Returning time is a big benefit from augmentation. It gives lead data scientists more time to mentor. It gives their reports time to be trained and ask questions. Augmentation is great deal if lead data scientists leverage it for training and mentorship.
Teams led by these leaders will stand out - they’ll be far more productive and deliver faster. Complex business problems require cohesive teams, who know their role and can leverage AI augmentation.

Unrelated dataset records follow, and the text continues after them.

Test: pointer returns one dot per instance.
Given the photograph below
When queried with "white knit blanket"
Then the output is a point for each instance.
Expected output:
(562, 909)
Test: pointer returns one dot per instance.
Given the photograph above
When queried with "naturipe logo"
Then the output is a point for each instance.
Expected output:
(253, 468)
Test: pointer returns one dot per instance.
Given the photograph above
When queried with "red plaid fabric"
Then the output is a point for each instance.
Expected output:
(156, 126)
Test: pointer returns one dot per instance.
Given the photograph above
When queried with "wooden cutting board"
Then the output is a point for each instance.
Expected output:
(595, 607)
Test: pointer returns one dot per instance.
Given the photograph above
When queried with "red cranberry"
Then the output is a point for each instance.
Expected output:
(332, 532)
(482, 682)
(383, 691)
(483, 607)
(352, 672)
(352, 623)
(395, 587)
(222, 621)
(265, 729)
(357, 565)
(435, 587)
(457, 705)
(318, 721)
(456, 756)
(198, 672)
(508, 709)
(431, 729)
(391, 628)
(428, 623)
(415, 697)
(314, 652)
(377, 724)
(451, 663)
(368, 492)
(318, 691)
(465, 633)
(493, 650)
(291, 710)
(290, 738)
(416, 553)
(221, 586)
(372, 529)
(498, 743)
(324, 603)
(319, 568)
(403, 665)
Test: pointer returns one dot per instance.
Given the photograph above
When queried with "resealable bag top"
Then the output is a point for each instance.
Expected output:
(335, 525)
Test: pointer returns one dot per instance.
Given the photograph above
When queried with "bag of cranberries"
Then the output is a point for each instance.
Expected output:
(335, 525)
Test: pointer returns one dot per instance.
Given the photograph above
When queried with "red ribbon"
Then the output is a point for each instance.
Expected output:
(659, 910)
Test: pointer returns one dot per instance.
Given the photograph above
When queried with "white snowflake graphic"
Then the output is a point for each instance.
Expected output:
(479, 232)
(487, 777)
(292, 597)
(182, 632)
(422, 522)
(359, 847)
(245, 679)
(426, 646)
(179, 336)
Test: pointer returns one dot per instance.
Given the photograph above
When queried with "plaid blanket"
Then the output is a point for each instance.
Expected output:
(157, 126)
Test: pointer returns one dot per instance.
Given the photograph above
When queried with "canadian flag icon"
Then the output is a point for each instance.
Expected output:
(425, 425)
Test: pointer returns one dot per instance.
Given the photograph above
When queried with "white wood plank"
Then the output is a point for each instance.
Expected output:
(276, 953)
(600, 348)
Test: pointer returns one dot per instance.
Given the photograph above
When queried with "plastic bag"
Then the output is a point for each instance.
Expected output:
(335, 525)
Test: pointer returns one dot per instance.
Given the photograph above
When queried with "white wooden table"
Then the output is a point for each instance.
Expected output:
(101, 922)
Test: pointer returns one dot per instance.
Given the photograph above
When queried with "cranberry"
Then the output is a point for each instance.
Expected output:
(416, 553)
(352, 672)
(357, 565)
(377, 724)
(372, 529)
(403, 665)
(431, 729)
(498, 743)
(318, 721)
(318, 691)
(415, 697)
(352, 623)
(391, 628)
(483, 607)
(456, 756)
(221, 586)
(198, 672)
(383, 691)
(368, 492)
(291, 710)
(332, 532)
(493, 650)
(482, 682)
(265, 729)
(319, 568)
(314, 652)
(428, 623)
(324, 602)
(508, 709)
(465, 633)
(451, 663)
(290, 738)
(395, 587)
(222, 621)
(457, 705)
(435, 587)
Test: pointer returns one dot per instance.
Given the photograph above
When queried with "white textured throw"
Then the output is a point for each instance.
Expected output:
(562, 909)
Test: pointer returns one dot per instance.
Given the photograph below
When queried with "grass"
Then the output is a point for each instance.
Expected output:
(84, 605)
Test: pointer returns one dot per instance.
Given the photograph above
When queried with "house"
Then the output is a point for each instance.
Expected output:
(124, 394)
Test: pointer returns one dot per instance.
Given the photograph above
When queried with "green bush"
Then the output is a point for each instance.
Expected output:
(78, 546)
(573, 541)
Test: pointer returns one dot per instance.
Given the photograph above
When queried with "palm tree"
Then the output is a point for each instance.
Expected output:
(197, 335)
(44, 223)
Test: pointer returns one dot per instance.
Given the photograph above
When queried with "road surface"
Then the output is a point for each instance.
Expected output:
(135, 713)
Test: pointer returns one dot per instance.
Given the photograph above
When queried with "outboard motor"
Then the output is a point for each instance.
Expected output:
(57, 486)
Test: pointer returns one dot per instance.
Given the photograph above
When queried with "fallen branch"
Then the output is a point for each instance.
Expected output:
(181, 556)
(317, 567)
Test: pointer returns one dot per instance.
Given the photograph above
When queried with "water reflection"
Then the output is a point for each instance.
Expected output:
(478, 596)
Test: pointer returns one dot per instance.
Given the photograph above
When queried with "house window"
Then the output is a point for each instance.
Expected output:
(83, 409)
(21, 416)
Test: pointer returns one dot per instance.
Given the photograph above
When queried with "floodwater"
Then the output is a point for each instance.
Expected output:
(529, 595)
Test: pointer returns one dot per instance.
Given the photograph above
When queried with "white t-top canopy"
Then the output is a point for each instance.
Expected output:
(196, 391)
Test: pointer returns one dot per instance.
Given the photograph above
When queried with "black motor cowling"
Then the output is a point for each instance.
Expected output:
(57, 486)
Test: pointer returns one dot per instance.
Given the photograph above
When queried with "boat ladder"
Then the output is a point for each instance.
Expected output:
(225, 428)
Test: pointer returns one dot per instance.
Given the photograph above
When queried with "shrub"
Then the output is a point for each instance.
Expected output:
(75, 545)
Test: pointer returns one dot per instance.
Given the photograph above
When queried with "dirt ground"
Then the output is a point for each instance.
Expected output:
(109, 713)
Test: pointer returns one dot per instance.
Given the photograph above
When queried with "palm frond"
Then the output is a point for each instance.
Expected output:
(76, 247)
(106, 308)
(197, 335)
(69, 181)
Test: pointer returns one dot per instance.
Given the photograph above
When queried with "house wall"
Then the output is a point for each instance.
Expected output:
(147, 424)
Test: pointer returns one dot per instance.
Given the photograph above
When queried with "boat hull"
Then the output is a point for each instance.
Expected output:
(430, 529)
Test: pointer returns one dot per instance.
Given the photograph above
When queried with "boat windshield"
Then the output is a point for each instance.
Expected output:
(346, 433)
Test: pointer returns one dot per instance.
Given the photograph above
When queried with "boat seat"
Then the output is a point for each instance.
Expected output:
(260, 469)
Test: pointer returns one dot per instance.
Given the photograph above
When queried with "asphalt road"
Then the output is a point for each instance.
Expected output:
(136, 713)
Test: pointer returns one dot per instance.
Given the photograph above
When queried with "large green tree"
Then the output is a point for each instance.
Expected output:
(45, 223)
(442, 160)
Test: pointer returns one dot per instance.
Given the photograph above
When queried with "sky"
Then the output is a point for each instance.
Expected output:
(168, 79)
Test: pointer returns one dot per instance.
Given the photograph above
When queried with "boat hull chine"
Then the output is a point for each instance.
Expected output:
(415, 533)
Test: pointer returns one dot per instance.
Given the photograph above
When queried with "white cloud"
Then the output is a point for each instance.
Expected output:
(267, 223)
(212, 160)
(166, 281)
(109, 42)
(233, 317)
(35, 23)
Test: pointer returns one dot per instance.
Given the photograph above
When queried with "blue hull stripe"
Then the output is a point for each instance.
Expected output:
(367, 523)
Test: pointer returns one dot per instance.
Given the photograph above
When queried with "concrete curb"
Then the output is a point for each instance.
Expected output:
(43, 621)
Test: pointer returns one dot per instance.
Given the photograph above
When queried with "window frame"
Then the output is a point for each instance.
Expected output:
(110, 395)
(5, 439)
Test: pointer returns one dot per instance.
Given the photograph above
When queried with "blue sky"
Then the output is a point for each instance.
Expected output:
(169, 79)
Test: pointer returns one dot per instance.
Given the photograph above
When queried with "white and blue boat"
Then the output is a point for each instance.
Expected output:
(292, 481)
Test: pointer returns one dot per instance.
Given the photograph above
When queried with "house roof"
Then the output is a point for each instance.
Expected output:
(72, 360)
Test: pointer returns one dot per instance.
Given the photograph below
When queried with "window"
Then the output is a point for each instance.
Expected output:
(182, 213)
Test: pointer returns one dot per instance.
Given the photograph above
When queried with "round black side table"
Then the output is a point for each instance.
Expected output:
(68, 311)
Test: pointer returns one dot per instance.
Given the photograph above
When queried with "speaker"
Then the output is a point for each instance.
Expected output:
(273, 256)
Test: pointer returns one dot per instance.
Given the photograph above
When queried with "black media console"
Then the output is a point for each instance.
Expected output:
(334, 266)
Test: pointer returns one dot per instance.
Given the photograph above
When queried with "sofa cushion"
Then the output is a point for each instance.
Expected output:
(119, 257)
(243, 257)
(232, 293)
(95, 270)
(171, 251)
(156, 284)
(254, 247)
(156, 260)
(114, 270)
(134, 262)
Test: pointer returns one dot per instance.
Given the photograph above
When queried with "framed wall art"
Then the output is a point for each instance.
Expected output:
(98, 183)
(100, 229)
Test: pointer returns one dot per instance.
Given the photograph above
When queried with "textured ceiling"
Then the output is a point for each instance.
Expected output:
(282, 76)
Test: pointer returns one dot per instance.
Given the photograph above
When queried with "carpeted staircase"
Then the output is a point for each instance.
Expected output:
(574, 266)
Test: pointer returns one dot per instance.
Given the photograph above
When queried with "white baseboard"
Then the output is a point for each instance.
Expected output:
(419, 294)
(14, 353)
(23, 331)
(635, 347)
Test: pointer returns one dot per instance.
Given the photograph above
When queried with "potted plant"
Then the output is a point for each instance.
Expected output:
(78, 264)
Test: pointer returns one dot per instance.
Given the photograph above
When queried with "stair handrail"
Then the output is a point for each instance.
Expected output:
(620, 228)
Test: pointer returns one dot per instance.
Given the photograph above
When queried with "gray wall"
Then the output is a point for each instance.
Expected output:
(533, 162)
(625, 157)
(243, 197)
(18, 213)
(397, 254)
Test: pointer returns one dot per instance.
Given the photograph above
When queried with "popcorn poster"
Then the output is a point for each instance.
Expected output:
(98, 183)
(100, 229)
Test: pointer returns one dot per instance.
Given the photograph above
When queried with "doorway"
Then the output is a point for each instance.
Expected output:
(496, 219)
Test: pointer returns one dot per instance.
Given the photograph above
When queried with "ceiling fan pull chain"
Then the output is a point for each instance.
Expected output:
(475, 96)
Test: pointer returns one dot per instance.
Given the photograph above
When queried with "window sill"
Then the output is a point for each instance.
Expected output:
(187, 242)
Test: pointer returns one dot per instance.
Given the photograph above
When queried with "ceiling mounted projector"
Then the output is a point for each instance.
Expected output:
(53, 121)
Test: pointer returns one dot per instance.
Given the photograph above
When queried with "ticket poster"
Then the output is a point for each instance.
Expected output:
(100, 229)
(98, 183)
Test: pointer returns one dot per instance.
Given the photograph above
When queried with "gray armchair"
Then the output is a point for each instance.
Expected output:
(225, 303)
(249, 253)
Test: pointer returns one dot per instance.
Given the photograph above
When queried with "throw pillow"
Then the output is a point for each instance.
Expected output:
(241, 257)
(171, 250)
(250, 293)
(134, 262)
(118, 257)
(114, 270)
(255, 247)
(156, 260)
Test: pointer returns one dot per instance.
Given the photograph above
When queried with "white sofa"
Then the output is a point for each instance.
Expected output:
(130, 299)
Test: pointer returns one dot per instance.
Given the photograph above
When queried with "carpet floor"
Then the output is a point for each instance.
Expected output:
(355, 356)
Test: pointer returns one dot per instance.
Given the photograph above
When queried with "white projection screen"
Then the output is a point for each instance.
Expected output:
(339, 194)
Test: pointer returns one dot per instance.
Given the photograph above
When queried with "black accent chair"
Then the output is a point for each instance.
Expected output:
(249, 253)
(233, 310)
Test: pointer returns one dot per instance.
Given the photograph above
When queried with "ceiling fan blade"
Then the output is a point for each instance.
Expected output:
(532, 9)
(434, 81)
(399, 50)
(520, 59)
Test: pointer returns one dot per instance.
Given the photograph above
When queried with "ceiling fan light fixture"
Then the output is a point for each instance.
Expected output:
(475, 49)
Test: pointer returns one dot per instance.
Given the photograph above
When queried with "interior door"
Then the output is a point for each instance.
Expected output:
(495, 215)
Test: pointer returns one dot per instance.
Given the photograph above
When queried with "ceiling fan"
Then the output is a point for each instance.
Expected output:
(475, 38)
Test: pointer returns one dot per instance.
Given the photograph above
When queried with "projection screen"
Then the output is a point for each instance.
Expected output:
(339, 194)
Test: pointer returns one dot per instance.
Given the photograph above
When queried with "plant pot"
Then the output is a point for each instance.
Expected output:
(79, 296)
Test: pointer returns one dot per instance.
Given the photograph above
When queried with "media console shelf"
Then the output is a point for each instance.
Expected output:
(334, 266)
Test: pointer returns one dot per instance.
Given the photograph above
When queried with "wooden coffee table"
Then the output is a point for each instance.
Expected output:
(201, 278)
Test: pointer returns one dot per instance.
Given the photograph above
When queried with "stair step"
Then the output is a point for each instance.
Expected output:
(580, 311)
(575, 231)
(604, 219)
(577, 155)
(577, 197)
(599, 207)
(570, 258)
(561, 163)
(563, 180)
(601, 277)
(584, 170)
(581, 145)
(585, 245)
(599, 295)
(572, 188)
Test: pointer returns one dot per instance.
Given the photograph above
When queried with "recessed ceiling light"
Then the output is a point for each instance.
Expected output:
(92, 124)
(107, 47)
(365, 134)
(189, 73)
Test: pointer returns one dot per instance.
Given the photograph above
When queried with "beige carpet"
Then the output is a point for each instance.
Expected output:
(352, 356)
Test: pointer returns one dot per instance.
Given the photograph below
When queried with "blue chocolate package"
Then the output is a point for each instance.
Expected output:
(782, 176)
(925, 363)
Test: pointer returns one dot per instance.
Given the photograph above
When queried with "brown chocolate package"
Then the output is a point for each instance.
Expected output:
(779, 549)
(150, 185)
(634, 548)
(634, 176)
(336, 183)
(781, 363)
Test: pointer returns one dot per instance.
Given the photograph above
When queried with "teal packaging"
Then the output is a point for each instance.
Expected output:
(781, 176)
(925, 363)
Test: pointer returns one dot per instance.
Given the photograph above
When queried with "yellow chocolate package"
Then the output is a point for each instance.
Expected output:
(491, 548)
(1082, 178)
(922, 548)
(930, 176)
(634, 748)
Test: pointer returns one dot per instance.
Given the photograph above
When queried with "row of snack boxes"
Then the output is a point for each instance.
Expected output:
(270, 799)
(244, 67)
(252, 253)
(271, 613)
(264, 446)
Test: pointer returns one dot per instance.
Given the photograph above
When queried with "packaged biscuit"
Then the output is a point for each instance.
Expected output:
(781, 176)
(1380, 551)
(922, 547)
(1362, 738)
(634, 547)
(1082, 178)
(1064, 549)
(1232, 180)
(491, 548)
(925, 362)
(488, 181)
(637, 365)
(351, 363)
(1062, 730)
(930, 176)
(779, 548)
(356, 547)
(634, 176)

Make augmentation work for your team. Use mentorship to enhance it. Use both to build great projects and add value to your reports work.
Final Thoughts
Jensen Huang isn’t saying the need to learn computer science or coding is over. He’s expressing that adopting and integrating AI augmentation is coming. While he implies that there’s no need to pursue a computer science degree, he doesn’t say that knowledge and fundamentals don’t matter.
Data science teams and their leads need both to succeed. AI augmentation gives them time to upskill, create better solutions, and use domain knowledge to guide both.
Domain knowledge and problem solving will be the core going forward. Especially for data scientists in the generative AI era. AI augmentation can free up time to solve problems and develop our teams.
With generative AI, the barriers to programming and technology have been significantly lowered, making it possible for almost anyone to become a tech expert.
AI has changed the way we interact with technology, bridging the previous technological divide.
With barriers lower, we need to think how to use it to augment your workflows, existing knowledge, and strengthen your fundamentals.
We need to think about:
What unsolvable business needs are possible with AI augmentation?
What AI and data products will you enable?
How can you reduce cost and increase productivity?
Why do you need it?
Every new tech wave creates opportunities. Find those and develop the skills to make the most of those opportunities.
AI augmentation is a force multiplier. But it can only enhance the skills fundamentals, and experiences already there.